Cependant, cette méthode présente de sérieuses limites :
- Le champ magnétique d’une roche ne révèle pas sa longitude.
- La mesure de la latitude ne précise pas s’il s’agit du nord ou du sud.
- Les données magnétiques sont purement et simplement effacées si la roche est réchauffée, ce qui se produit systématiquement lors de collisions continentales ou d’éruptions volcaniques.
Pour pallier ces obstacles, les géologues s’appuient sur d’autres méthodes. La datation des fossiles locaux et leur comparaison avec les registres fossiles mondiaux permettent d’identifier des régions autrefois connectées. Il en va de même pour les failles et autres déformations de la croûte terrestre, dont le tracé se poursuit parfois d’une plaque à l’autre.
Le cycle de Wilson et le futur de la Terre
Grâce à ces outils, les scientifiques ont pu reconstituer un historique relativement fiable des mouvements tectoniques, révélant un cycle qui s’étend sur des centaines de millions d’années. Ce processus, connu sous le nom de cycle de Wilson, modélise la façon dont les continents se séparent puis se rassemblent. Il prévoit que le prochain supercontinent se formera d’ici 50 à 250 millions d’années.
L’apparence exacte de cette future masse terrestre reste incertaine. Il pourrait s’agir d’une « Nouvelle Pangée » née de la fermeture de l’océan Atlantique, ou bien du résultat de la formation d’un nouvel océan panasiatique. Mais au-delà des mystères liés à sa forme et à sa taille, une chose est sûre : ces bouleversements géologiques auront un impact bien plus profond qu’une simple redéfinition des cartes géographiques.
Des bouleversements climatiques extrêmes
Dans le passé, les collisions de plaques ont provoqué des bouleversements environnementaux majeurs. Lors de la fragmentation du supercontinent Rodinia, il y a environ 750 millions d’années, de vastes étendues terrestres se sont retrouvées exposées à l’érosion. Cette roche nouvellement à nu a absorbé d’immenses quantités de dioxyde de carbone provenant des précipitations.

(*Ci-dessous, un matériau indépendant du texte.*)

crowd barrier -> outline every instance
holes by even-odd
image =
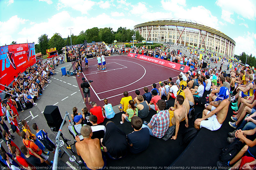
[[[188,66],[178,63],[174,63],[173,62],[171,62],[168,60],[162,60],[157,58],[155,58],[145,55],[144,55],[131,53],[129,53],[128,56],[132,58],[136,58],[138,59],[140,59],[153,63],[157,64],[176,70],[181,71],[185,72],[188,72],[188,71],[189,70],[190,68]]]

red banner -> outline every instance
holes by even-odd
[[[9,85],[14,76],[36,63],[34,43],[0,47],[0,84]],[[1,89],[4,89],[2,86]]]
[[[157,58],[152,57],[141,54],[131,53],[129,53],[128,55],[129,57],[136,58],[153,63],[158,64],[185,72],[188,72],[190,68],[188,66],[176,63],[173,63],[173,62],[171,62],[167,60],[159,59]]]

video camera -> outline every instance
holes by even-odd
[[[92,83],[92,82],[93,82],[93,80],[87,80],[85,81],[85,82],[89,82],[89,83]]]

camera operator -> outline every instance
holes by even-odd
[[[87,81],[85,81],[85,79],[84,77],[82,78],[82,81],[83,83],[81,83],[80,85],[81,87],[81,88],[83,89],[83,92],[84,93],[84,102],[83,103],[84,104],[86,104],[86,98],[88,97],[88,102],[89,102],[89,104],[91,104],[92,103],[91,101],[90,101],[90,97],[91,97],[91,94],[90,94],[90,88],[91,88],[91,83],[92,82],[92,81],[89,81],[89,82]]]

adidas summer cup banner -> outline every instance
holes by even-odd
[[[0,84],[7,85],[20,72],[36,63],[34,43],[20,44],[0,47]],[[4,88],[1,86],[1,88]]]
[[[132,58],[136,58],[138,59],[140,59],[151,63],[158,64],[171,69],[181,71],[183,72],[187,72],[189,70],[189,67],[188,66],[176,63],[171,62],[168,60],[159,59],[157,58],[152,57],[144,55],[131,53],[129,53],[128,56]]]

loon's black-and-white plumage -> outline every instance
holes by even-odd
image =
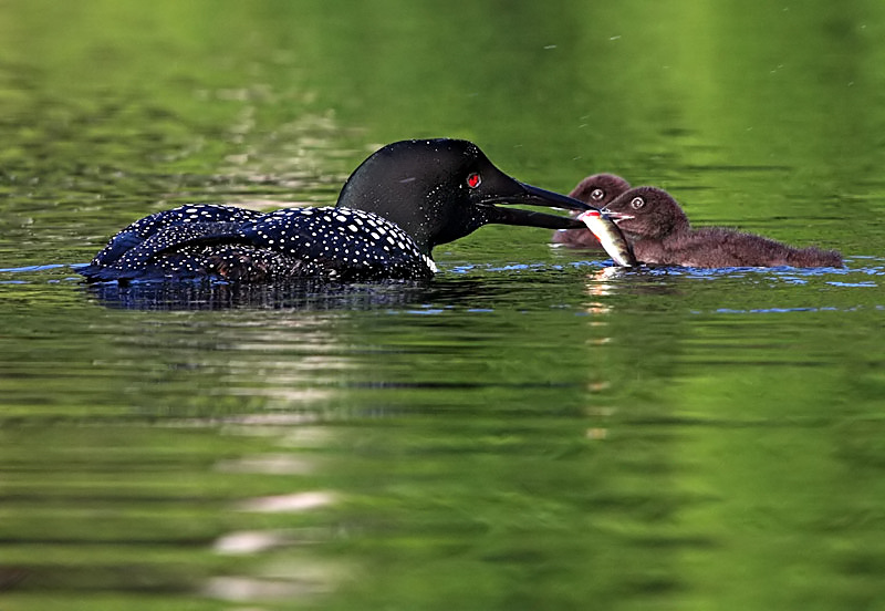
[[[507,176],[472,143],[403,141],[363,162],[335,207],[259,213],[181,206],[129,225],[80,272],[90,281],[119,282],[419,280],[436,271],[434,246],[482,225],[582,226],[568,217],[494,206],[504,201],[591,208]]]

L’atmosphère s’est tellement vidée de son CO2 que la planète a plongé dans une ère glaciaire extrême, transformant la Terre en une gigantesque boule de neige. Il a fallu attendre 4 à 6 millions d’années pour que l’activité volcanique libère suffisamment de gaz à effet de serre pour faire fondre cette glace.
À l’inverse, l’assemblage du prochain supercontinent risque de provoquer un réchauffement dramatique. Le déplacement des plaques et les collisions continentales vont inévitablement créer et élargir des failles colossales dans la croûte terrestre. Ce phénomène pourrait relâcher des quantités massives de carbone et de méthane dans l’atmosphère. Cet afflux soudain de gaz à effet de serre réchaufferait rapidement la planète, créant des conditions susceptibles de déclencher une extinction de masse. L’ampleur même de ces failles les rendrait pratiquement impossibles à colmater, et toute tentative en ce sens ne ferait que rediriger la pression pour créer de nouvelles ruptures ailleurs.
Transformer les gaz en pierre
Heureusement, l’humanité dispose d’au moins 50 millions d’années pour anticiper ce scénario catastrophique, et des pistes scientifiques prometteuses existent déjà. En Islande, des essais récents ont démontré la capacité de stocker le carbone dans le basalte, transformant rapidement ces gaz en roche solide.
Il est donc tout à fait envisageable de développer un réseau mondial de canalisations capable de rediriger les gaz émis par les failles terrestres vers des affleurements basaltiques. Une telle infrastructure permettrait non seulement d’atténuer nos émissions actuelles, mais aussi de protéger la vie sur Terre face aux bouleversements climatiques inévitables de notre futur supercontinental.